Tuesday, February 16, 2010

Protein and Kidney Failure from Your Dog's Diet

Early studies showed that higher levels of protein in your dog foods will cause kidney failure. Do you know if your dog food safe? Are you killing your furry friend by providing too much protein in your dog food?

Studies showing a relationship with a high protein levels and kidney failure that sparked concerns about protein levels in the diet does not sound dog. This research was conducted on rats, not dogs. Mice primarily eat plants as their natural food. Of course, rats biological makeup would indicate trouble digesting foods that contain high protein levels. Mouse protein difficulty defecating because of their special dietary needs, not because of the high protein diet causes kidney failure.

However, where we stand on protein and your dog food? Dogs are natural omnivores. In the wild, dogs would hunt or scavenge. Dog food will consist of both plants and animals. Naturally speaking, dogs are meat eaters, too. For this reason, a dog can easily tolerate a diet consisting of 30% protein or more.

When the reduced protein intake in the dog food, kidney function did not improve. Renal lesions are not less likely to form when dogs were fed a low protein diet. It is not until the blood urea nitrogen, or BUN, test indicates the level of 75, that the reduction in protein intake may be considered for your dog food.

If you have concerns about the amount of protein in your dog food, schedule an appointment to speak with a professional on the subject. Your trusted vet can advise on the specifics in your dog food.

This is a myth that dogs can not properly digest high levels of protein in their diet. No kidney problems resulting from high levels of protein in your dog food. In a large number of proteins can be safely digested in your dog food, especially when they come primarily from animal origins.

Ten amino acids must be given in your dog food through the protein. Only twelve of 22 amino acids can be produced in your dog's heart. For this reason, meats such as liver, spleen, and meat products by all have a place in your dog food.

High-quality dog food should contain meat as the first ingredient. This will provide the right amount of protein for your dog food.

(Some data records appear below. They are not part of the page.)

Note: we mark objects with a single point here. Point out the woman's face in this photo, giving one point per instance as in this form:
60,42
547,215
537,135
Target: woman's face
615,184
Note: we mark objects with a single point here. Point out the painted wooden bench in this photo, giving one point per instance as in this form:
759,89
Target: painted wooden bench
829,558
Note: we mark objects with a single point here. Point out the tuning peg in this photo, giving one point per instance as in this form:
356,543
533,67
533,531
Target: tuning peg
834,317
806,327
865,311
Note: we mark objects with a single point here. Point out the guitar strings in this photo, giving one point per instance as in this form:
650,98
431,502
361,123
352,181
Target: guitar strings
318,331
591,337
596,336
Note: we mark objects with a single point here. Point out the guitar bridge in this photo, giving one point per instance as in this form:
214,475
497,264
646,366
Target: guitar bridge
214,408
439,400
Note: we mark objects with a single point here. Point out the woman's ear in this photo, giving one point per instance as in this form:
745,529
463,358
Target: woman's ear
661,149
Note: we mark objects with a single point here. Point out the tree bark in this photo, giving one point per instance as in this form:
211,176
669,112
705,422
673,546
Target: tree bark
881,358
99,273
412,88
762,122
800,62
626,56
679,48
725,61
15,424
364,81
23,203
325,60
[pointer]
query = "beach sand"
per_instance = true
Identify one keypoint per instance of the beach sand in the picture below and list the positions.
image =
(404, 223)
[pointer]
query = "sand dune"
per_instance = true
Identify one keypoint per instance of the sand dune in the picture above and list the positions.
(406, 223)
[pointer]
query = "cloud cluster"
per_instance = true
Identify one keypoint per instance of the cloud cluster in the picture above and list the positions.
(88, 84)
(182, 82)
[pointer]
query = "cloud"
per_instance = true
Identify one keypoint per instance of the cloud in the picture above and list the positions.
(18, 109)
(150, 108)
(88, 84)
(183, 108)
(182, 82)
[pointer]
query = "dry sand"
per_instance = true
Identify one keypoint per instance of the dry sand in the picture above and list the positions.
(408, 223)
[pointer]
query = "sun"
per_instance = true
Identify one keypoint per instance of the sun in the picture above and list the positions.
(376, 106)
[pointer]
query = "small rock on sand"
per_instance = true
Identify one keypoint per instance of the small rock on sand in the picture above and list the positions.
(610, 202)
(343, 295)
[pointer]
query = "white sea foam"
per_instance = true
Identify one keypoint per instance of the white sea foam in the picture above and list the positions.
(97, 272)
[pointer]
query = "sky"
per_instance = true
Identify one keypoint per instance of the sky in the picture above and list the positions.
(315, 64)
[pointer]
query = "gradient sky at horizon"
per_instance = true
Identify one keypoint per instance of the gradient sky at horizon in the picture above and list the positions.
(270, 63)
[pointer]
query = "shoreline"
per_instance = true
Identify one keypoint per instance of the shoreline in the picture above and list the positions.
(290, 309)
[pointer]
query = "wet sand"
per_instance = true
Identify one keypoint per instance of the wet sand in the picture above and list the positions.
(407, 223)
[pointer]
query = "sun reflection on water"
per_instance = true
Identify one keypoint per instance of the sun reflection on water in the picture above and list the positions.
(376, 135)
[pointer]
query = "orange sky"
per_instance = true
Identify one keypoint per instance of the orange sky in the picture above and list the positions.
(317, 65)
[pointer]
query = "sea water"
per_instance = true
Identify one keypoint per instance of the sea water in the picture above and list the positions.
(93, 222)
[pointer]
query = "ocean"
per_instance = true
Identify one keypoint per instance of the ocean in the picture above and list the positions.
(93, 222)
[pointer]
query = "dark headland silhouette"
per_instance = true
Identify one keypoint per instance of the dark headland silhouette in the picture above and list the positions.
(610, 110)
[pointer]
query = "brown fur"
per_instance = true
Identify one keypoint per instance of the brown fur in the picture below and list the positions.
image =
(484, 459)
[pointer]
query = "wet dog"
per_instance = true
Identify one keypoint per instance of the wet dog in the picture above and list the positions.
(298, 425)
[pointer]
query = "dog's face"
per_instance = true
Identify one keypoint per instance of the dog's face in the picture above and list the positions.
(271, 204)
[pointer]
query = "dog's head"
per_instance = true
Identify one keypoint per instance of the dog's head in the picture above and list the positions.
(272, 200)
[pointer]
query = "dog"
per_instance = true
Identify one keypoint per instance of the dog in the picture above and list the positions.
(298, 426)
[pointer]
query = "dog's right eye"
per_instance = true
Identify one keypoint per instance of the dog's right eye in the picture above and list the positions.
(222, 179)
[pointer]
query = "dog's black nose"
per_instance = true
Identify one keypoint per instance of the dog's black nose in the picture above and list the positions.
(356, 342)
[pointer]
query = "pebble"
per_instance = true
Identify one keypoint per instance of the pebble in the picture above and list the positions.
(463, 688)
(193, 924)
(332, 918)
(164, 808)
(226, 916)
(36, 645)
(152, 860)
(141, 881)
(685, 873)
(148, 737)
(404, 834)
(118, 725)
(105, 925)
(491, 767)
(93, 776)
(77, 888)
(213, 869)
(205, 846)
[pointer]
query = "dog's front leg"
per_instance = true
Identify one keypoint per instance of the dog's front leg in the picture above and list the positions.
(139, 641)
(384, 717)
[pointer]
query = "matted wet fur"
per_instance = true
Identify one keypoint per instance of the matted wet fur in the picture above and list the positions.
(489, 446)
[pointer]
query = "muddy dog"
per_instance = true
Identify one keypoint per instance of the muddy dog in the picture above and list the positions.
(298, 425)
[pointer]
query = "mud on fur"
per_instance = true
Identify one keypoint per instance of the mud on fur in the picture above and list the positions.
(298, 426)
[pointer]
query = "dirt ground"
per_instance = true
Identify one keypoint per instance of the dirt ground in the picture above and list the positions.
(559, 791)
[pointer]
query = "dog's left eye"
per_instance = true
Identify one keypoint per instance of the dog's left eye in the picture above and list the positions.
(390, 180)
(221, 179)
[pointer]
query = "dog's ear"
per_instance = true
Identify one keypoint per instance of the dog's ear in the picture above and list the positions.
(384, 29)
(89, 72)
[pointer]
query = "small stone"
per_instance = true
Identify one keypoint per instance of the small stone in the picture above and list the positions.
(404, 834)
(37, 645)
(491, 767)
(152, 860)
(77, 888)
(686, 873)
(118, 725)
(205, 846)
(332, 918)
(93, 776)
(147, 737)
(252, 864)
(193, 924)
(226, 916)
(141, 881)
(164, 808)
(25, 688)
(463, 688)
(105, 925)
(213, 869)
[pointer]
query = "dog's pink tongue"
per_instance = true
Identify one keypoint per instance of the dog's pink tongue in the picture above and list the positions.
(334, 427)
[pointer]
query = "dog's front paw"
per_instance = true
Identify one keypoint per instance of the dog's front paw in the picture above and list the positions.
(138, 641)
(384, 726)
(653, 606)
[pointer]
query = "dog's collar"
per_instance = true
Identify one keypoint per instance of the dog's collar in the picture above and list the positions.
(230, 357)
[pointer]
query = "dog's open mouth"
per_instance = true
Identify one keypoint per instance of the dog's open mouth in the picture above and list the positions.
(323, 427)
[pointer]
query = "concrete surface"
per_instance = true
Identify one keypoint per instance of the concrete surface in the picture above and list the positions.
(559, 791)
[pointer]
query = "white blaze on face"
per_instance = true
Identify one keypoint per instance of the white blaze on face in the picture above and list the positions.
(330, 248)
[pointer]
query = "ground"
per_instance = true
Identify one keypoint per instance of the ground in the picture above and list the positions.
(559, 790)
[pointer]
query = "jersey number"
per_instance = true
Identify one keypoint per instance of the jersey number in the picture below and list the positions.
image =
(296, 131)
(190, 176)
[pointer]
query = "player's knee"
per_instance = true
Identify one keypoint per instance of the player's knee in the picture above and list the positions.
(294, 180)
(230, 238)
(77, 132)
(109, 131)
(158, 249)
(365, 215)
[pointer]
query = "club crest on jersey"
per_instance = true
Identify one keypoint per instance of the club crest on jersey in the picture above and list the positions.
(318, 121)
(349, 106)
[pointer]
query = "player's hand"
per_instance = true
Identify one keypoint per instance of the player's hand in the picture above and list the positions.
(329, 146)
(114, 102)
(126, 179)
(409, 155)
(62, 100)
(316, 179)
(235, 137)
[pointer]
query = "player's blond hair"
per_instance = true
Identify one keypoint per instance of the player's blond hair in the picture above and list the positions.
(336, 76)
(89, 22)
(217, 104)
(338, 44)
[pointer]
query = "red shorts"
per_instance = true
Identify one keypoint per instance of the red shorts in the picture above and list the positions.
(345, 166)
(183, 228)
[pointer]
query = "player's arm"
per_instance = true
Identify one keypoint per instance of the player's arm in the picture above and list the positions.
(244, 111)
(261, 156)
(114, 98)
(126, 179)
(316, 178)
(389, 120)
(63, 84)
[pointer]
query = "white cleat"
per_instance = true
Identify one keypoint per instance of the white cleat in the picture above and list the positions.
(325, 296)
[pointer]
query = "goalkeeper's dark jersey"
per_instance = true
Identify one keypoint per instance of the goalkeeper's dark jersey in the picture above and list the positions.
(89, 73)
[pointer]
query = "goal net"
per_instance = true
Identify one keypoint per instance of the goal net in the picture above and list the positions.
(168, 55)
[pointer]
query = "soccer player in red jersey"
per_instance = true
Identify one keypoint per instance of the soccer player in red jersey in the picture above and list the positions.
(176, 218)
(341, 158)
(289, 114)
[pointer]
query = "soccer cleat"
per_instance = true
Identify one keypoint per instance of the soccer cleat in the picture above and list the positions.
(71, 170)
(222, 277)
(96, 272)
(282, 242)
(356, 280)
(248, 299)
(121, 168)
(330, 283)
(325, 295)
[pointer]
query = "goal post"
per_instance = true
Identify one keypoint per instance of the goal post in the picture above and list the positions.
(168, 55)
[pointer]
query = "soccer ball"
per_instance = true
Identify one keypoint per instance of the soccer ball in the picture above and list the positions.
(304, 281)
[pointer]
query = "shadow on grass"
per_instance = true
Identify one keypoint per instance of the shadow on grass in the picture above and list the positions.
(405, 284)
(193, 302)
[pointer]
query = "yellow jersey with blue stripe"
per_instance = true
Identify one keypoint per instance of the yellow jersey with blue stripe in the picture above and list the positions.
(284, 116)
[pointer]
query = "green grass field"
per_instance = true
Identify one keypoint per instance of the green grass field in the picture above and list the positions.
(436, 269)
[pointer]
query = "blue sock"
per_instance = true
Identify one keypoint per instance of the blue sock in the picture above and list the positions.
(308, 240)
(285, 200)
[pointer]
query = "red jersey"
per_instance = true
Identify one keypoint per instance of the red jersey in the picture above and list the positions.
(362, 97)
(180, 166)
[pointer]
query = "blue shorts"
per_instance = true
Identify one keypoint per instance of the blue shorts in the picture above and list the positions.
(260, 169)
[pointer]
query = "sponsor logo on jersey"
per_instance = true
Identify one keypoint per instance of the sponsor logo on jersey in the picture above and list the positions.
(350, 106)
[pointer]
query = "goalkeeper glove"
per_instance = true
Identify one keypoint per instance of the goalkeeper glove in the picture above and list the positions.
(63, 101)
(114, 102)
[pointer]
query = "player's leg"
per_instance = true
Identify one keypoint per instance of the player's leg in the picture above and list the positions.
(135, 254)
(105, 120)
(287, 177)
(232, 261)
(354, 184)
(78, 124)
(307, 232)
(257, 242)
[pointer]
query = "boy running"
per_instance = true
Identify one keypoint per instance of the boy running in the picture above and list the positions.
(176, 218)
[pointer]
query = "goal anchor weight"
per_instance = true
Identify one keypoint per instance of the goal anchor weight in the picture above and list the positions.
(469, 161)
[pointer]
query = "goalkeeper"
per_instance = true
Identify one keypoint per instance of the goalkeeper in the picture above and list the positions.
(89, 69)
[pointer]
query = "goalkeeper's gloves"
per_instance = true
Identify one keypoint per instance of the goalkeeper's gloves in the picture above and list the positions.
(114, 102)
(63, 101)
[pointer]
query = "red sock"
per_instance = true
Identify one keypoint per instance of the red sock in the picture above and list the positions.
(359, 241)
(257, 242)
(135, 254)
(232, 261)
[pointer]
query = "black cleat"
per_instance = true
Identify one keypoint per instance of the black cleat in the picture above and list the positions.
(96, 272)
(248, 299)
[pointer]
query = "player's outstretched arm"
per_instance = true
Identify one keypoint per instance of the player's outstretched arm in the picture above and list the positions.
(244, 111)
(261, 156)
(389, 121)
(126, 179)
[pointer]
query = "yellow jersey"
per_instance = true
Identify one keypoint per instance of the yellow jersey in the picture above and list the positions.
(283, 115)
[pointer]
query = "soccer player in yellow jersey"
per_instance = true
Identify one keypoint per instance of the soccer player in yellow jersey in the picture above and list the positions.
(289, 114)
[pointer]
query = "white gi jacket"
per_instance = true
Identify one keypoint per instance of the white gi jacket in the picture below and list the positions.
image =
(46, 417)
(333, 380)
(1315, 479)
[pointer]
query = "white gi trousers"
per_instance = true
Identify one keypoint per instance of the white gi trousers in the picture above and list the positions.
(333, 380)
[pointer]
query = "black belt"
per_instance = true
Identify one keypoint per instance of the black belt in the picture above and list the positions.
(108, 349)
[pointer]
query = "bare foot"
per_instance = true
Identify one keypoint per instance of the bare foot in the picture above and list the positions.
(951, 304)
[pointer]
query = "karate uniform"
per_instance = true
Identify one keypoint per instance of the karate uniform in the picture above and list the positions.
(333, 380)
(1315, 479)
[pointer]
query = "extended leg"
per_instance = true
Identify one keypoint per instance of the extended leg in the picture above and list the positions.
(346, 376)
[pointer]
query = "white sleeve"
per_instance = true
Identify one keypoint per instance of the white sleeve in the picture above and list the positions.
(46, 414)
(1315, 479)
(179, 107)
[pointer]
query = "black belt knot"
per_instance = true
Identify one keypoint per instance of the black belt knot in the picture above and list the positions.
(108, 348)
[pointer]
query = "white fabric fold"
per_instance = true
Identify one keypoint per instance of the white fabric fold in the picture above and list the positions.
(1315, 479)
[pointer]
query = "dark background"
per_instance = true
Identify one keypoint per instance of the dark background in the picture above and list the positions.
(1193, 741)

You know that you are on the right track when you go back to nature for advice. Do you ever remember seeing a wild or stray dog happily grazing through the cornfield at mealtime?

Senior dogs should not be automatically placed on lower protein diets exclusively based on age. In fact, some older pets require a dog food proteins higher than during their younger adult stage. Unless medically indicated, provide your pet benefit the quality of protein in your dog food.

Protein feed your dog should not cause you concern. You want what is best for the dog and nature tells you that protein will help the dog to develop. If you have questions about the myth of protein and kidney failure your pet, talk to your vet about your dogs diet.